- Directed by: Dasari Narayana Rao
- Based on: Sangam (1964) by Raj Kapoor
- Produced by: Jagadish Prasad
- Starring: Swapna; Raja;
- Cinematography: Mani K.S
- Music by: Satyam
- Release date: 30 June 1981;
- Country: India
- Languages: Telugu Kannada

= Swapna (1981 film) =

1981 film by Dasari Narayana Rao

Swapna is a 1981 Indian multilingual film directed by Dasari Narayana Rao and produced by Jagadish Prasad. A remake of the 1964 Hindi film Sangam, it was simultaneously shot in Telugu and Kannada. The film stars Raja, Swapna, and Ramji in lead roles and marked the acting debut of Swapna.

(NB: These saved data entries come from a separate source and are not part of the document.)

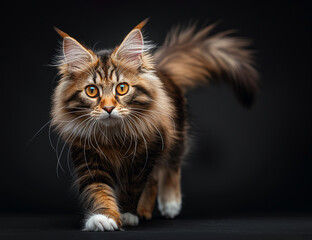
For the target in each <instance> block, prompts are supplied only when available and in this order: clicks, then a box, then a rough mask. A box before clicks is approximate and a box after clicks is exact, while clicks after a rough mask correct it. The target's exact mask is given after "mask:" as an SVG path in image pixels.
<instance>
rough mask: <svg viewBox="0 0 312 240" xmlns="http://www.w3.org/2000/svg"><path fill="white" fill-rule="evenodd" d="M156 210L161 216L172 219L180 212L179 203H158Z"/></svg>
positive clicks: (180, 208)
mask: <svg viewBox="0 0 312 240" xmlns="http://www.w3.org/2000/svg"><path fill="white" fill-rule="evenodd" d="M158 209H159V211H160V213H161V215H162V216H164V217H166V218H174V217H176V216H177V215H178V214H179V213H180V211H181V202H176V201H172V202H164V203H162V202H161V201H158Z"/></svg>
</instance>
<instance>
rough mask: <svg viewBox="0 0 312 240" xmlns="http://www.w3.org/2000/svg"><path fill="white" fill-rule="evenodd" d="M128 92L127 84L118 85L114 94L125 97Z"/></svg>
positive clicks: (128, 88) (127, 86) (127, 84)
mask: <svg viewBox="0 0 312 240" xmlns="http://www.w3.org/2000/svg"><path fill="white" fill-rule="evenodd" d="M128 90H129V85H128V84H127V83H120V84H118V85H117V87H116V92H117V93H118V94H119V95H125V94H126V93H127V92H128Z"/></svg>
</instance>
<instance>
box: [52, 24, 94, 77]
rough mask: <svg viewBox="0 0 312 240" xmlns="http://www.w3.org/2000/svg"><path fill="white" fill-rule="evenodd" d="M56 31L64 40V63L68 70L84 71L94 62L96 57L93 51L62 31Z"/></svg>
mask: <svg viewBox="0 0 312 240" xmlns="http://www.w3.org/2000/svg"><path fill="white" fill-rule="evenodd" d="M55 30H56V31H57V33H58V34H59V35H60V36H61V37H62V38H63V44H62V52H63V56H62V63H63V64H67V66H68V70H70V71H79V70H83V69H85V68H86V67H88V66H89V64H90V63H92V62H93V61H94V58H95V55H94V53H92V51H91V50H89V49H87V48H85V47H84V46H82V45H81V44H80V43H79V42H78V41H77V40H76V39H74V38H72V37H70V36H69V35H68V34H67V33H65V32H63V31H61V30H60V29H58V28H55Z"/></svg>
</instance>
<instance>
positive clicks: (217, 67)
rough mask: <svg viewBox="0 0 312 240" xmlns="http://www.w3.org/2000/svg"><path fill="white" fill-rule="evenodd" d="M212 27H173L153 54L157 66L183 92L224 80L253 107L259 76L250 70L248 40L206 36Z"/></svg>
mask: <svg viewBox="0 0 312 240" xmlns="http://www.w3.org/2000/svg"><path fill="white" fill-rule="evenodd" d="M214 27H215V25H210V26H208V27H206V28H204V29H202V30H200V31H196V26H195V25H193V26H191V27H188V28H186V29H183V30H181V28H176V29H174V30H172V31H171V32H170V33H169V34H168V35H167V37H166V40H165V42H164V45H163V46H162V47H160V48H159V49H158V50H157V51H156V53H155V57H156V67H157V69H158V70H159V71H161V72H163V73H165V74H166V75H167V76H168V77H169V78H171V79H172V80H173V81H174V82H175V83H176V84H177V85H178V86H180V87H181V88H182V89H184V90H187V89H189V88H190V87H194V86H196V85H198V84H201V83H205V82H206V81H207V79H209V80H219V79H220V80H221V79H222V80H225V81H226V82H228V83H229V84H230V85H232V87H233V89H234V91H235V93H236V94H237V96H238V98H239V100H240V101H241V103H242V104H243V105H245V106H246V107H249V106H251V105H252V103H253V101H254V98H255V94H256V93H257V90H258V84H257V82H258V73H257V71H256V70H255V68H254V67H253V56H252V51H250V50H248V49H246V47H248V46H249V41H248V40H246V39H242V38H237V37H230V36H229V33H230V31H227V32H222V33H218V34H215V35H212V36H208V34H209V33H210V32H211V30H212V29H213V28H214Z"/></svg>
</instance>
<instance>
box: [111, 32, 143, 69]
mask: <svg viewBox="0 0 312 240" xmlns="http://www.w3.org/2000/svg"><path fill="white" fill-rule="evenodd" d="M143 46H144V41H143V36H142V33H141V31H140V29H134V30H132V31H131V32H130V33H129V34H128V35H127V37H126V38H125V39H124V41H123V42H122V43H121V45H120V46H119V47H118V48H117V50H116V52H115V57H116V58H117V59H118V60H121V61H125V62H126V63H129V64H132V65H134V66H136V67H139V66H140V65H141V62H142V61H141V57H142V53H143Z"/></svg>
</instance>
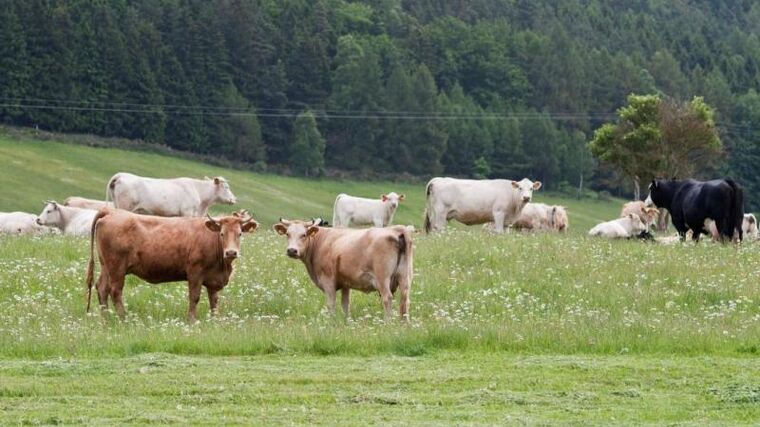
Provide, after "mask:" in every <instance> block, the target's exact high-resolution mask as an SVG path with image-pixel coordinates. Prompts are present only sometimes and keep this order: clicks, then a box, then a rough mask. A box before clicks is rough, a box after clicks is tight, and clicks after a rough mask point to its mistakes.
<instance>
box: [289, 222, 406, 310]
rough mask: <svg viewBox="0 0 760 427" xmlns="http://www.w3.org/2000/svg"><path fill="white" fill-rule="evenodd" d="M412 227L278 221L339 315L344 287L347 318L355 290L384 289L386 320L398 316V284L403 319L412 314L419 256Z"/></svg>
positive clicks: (316, 281) (370, 290)
mask: <svg viewBox="0 0 760 427" xmlns="http://www.w3.org/2000/svg"><path fill="white" fill-rule="evenodd" d="M409 228H411V227H409ZM409 228H407V227H404V226H401V225H395V226H392V227H385V228H369V229H360V230H356V229H347V228H324V227H319V226H316V225H314V221H308V222H304V221H288V220H284V219H280V222H279V223H277V224H275V225H274V230H275V231H276V232H277V233H279V234H281V235H287V237H288V247H287V250H286V253H287V255H288V256H289V257H291V258H294V259H300V260H301V261H302V262H303V263H304V265H305V266H306V271H307V272H308V273H309V276H310V277H311V280H312V281H313V282H314V284H315V285H317V287H318V288H319V289H321V290H322V291H323V292H324V293H325V297H326V300H327V308H328V310H329V311H330V313H331V314H335V294H336V292H337V291H338V290H340V291H341V305H342V306H343V311H344V312H345V314H346V317H348V316H349V315H350V310H349V292H350V290H351V289H356V290H359V291H362V292H372V291H378V292H379V293H380V296H381V298H382V302H383V308H384V309H385V317H386V319H388V318H390V317H391V315H392V305H393V294H394V293H395V291H396V289H399V290H400V291H401V298H400V299H401V301H400V308H399V314H400V315H401V318H402V319H408V318H409V290H410V288H411V285H412V259H413V255H412V234H411V230H410V229H409Z"/></svg>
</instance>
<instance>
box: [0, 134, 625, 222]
mask: <svg viewBox="0 0 760 427" xmlns="http://www.w3.org/2000/svg"><path fill="white" fill-rule="evenodd" d="M0 165H2V166H3V167H2V169H1V170H0V180H2V183H3V185H0V212H8V211H15V210H21V211H26V212H33V213H39V211H41V210H42V203H43V201H45V200H50V199H53V200H57V201H60V202H62V201H63V200H64V199H65V198H66V197H69V196H82V197H88V198H93V199H99V200H104V199H105V192H106V183H107V182H108V179H109V178H110V177H111V176H113V174H115V173H116V172H131V173H135V174H138V175H144V176H151V177H159V178H168V177H177V176H188V177H194V178H203V177H204V176H216V175H221V176H224V177H225V178H227V179H228V180H229V182H230V186H231V188H232V191H233V193H235V195H236V196H237V197H238V206H236V207H235V208H237V207H240V208H247V209H249V210H250V211H252V212H253V214H254V217H255V218H256V219H257V220H259V221H262V222H263V223H264V224H265V225H271V224H273V223H274V222H275V221H276V220H277V219H278V218H280V217H286V218H310V217H313V216H322V217H324V218H326V219H327V220H332V207H333V202H334V201H335V196H337V195H338V194H340V193H348V194H351V195H355V196H361V197H378V198H379V197H380V195H382V194H383V193H389V192H391V191H395V192H397V193H399V194H405V195H406V199H405V201H404V202H403V203H401V205H400V207H399V209H398V211H397V212H396V216H395V219H394V221H395V222H396V223H399V224H413V225H415V226H417V227H419V226H421V225H422V218H423V211H424V207H425V183H424V182H420V183H417V184H408V183H394V182H359V181H349V180H343V181H340V180H332V179H314V178H312V179H303V178H291V177H283V176H277V175H267V174H256V173H252V172H246V171H237V170H230V169H224V168H220V167H216V166H210V165H207V164H203V163H199V162H194V161H190V160H183V159H177V158H172V157H168V156H163V155H159V154H151V153H141V152H136V151H124V150H117V149H111V148H92V147H87V146H81V145H71V144H62V143H56V142H51V141H35V140H26V139H25V140H19V139H17V137H10V136H7V135H6V136H3V134H2V133H0ZM520 178H522V177H520ZM534 194H535V201H538V202H545V203H552V204H563V205H565V206H567V207H568V209H569V215H570V221H571V225H570V227H571V230H574V231H587V230H588V229H590V228H591V227H592V226H593V225H595V224H596V223H597V222H599V221H601V220H606V219H612V218H615V217H617V215H618V213H619V211H620V207H619V206H620V201H615V202H597V201H593V202H592V201H588V200H583V201H577V200H574V199H562V198H559V197H553V196H551V195H546V194H544V193H543V192H542V191H537V192H535V193H534ZM232 208H233V207H231V206H225V205H216V206H215V207H214V208H212V212H216V213H223V212H229V211H230V210H231V209H232Z"/></svg>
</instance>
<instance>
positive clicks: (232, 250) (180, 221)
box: [86, 208, 259, 321]
mask: <svg viewBox="0 0 760 427" xmlns="http://www.w3.org/2000/svg"><path fill="white" fill-rule="evenodd" d="M258 225H259V224H258V223H257V222H256V221H254V220H253V218H251V217H250V216H249V215H248V214H247V212H246V211H241V212H240V213H237V212H236V213H234V214H233V215H232V216H225V217H222V218H211V217H210V216H209V217H208V218H187V217H172V218H165V217H157V216H148V215H138V214H133V213H131V212H127V211H123V210H118V209H111V208H103V209H101V210H100V211H98V213H97V215H96V216H95V219H94V220H93V222H92V229H91V231H90V261H89V264H88V265H87V279H86V282H87V311H88V312H89V311H90V299H91V296H92V279H93V267H94V263H95V261H94V258H93V243H94V241H95V239H96V238H97V243H98V258H99V260H100V267H101V272H100V277H98V285H97V288H98V301H99V302H100V307H101V309H105V308H107V307H108V297H109V293H110V297H111V298H112V299H113V303H114V306H115V307H116V312H117V313H118V314H119V316H120V317H122V318H123V317H124V304H123V303H122V299H121V294H122V290H123V288H124V277H125V276H126V275H127V274H134V275H135V276H137V277H139V278H141V279H143V280H145V281H147V282H150V283H164V282H175V281H180V280H187V284H188V300H189V304H190V305H189V308H188V311H187V314H188V317H189V319H190V320H191V321H192V320H195V318H196V313H195V312H196V306H197V305H198V301H199V300H200V295H201V286H205V287H206V291H207V292H208V300H209V305H210V308H211V314H212V315H213V314H214V313H215V312H216V308H217V303H218V300H219V296H218V293H219V291H221V290H222V289H223V288H224V287H225V286H226V285H227V282H229V280H230V276H231V275H232V270H233V268H234V267H233V265H232V262H233V261H234V260H235V259H236V258H237V257H238V255H239V253H240V237H241V236H242V233H245V232H253V231H254V230H255V229H256V228H257V227H258Z"/></svg>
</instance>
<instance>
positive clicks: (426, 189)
mask: <svg viewBox="0 0 760 427" xmlns="http://www.w3.org/2000/svg"><path fill="white" fill-rule="evenodd" d="M432 192H433V182H432V181H431V182H428V185H427V186H426V187H425V221H424V228H425V233H426V234H429V233H430V229H431V226H430V216H431V215H432V214H433V207H432V206H431V203H430V195H431V193H432Z"/></svg>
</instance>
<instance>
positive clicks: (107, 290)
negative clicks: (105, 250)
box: [95, 271, 109, 314]
mask: <svg viewBox="0 0 760 427" xmlns="http://www.w3.org/2000/svg"><path fill="white" fill-rule="evenodd" d="M95 286H96V288H95V289H96V290H97V291H98V305H100V312H101V314H105V311H106V310H107V309H108V291H109V289H108V277H106V273H105V272H104V271H101V272H100V276H98V283H96V285H95Z"/></svg>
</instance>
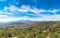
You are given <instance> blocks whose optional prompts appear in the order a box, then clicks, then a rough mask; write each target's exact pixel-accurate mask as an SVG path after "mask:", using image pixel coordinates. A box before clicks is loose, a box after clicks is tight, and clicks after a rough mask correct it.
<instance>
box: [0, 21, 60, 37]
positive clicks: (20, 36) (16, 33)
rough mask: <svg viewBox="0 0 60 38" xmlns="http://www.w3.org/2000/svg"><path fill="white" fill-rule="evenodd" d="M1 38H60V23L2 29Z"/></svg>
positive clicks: (20, 26) (17, 24) (26, 25)
mask: <svg viewBox="0 0 60 38" xmlns="http://www.w3.org/2000/svg"><path fill="white" fill-rule="evenodd" d="M0 38H60V22H36V23H33V24H29V25H19V26H18V24H17V26H13V24H12V25H11V26H5V27H4V26H3V27H0Z"/></svg>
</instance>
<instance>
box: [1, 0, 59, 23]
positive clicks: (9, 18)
mask: <svg viewBox="0 0 60 38" xmlns="http://www.w3.org/2000/svg"><path fill="white" fill-rule="evenodd" d="M18 20H30V21H60V0H0V22H11V21H18Z"/></svg>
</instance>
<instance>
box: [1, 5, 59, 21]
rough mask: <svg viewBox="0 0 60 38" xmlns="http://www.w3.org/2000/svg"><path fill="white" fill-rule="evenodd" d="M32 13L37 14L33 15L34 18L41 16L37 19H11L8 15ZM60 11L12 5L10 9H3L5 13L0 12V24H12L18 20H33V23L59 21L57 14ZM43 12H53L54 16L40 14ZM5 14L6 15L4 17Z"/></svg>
mask: <svg viewBox="0 0 60 38" xmlns="http://www.w3.org/2000/svg"><path fill="white" fill-rule="evenodd" d="M18 11H19V12H32V13H35V14H32V15H34V16H39V17H37V18H30V17H28V16H24V17H10V16H8V14H10V15H14V14H15V13H14V12H17V13H18ZM59 11H60V9H53V10H50V9H48V10H46V9H38V8H35V7H34V8H32V7H30V6H29V5H28V6H26V5H22V6H21V7H20V8H18V7H16V6H14V5H11V6H10V7H5V8H4V9H3V11H0V22H10V21H16V20H32V21H44V20H45V21H56V20H57V21H58V20H60V15H57V14H56V12H59ZM42 12H51V13H54V15H43V14H40V13H42ZM2 14H4V15H2Z"/></svg>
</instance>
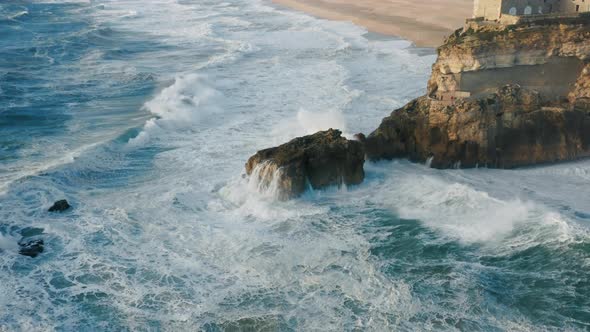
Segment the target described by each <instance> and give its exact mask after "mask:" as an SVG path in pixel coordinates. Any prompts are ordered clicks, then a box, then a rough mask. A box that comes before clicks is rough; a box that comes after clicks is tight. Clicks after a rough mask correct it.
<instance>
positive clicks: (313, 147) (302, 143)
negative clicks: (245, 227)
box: [246, 129, 365, 200]
mask: <svg viewBox="0 0 590 332" xmlns="http://www.w3.org/2000/svg"><path fill="white" fill-rule="evenodd" d="M364 161H365V153H364V150H363V146H362V144H361V143H360V142H358V141H351V140H348V139H346V138H345V137H342V133H341V132H340V131H339V130H334V129H330V130H327V131H321V132H318V133H315V134H313V135H309V136H304V137H299V138H295V139H293V140H292V141H290V142H288V143H286V144H283V145H281V146H278V147H274V148H270V149H265V150H261V151H258V153H256V154H255V155H254V156H252V157H251V158H250V159H249V160H248V162H247V163H246V173H247V174H248V175H249V176H250V177H251V179H253V180H254V181H256V182H257V183H258V185H259V187H260V188H261V189H264V190H270V191H273V194H275V195H276V196H277V197H278V198H279V199H282V200H286V199H289V198H293V197H297V196H299V195H301V194H302V193H303V192H305V190H306V189H307V188H308V185H309V186H311V188H313V189H320V188H324V187H327V186H333V185H342V184H344V185H355V184H359V183H361V182H362V181H363V180H364V177H365V173H364V170H363V164H364Z"/></svg>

The music, composed by Satyam, was well received, with notable songs including "Ide Naa Modati Premalekha" in Telugu and its Kannada version "Idene Prathama Prema Geethe," as well as "Ankitam Neeke Ankitam" and its Kannada counterpart "Arpane Ninage Arpane."

==Plot==
Shankar holds a great fondness for Swapna, who happens to be his childhood friend alongside Ramesh. Despite this, Swapna harbours romantic feelings towards Ramesh. Nevertheless, a sudden turn of events takes place, altering their lives in a significant way.

== Cast ==
- Raja
- Swapna
- Ramji
- Chatla Sriramulu
- Jayababu
- Reena
- Ragini

== Music ==
The music for the film was composed by Sathyam, while the lyrics were written by Rajasri and Dasari Narayana Rao.

Telugu Track list
| No. | Title | Lyrics | Singer(s) | Length |
|---|---|---|---|---|
| 1. | "Ankitham Neeke Ankitham" | Dasari Narayana Rao | S. P. Balasubrahmanyam | 4:59 |
| 2. | "Mallemogga" | Dasari Narayana Rao | S. P. Balasubrahmanyam, S. Janaki | 4:37 |
| 3. | "Sri Rasthu Ammayi Subhamasthu Abbayi" | Rajasri | P. B. Srinivas, P. Susheela | 4:34 |
| 4. | "Idhe Naa Modhati Prema Lekha" | Rajasri | S. P. Balasubrahmanyam | 5:01 |
| 5. | "Andhalu Rasiga Posi" | Rajasri | S. P. Balasubrahmanyam, S. Janaki | 5:05 |
| 6. | "Mudda Mudda Mandaralu" | Dasari Narayana Rao | G. Anand, Madhavapeddi Ramesh, S. Janaki | 5:02 |
| Total length: |  |  |  | 29:21 |

== Release ==
Due to a mistake in the film lab, the Tamil version was never released. The Telugu and Kannada versions, however, were great successes.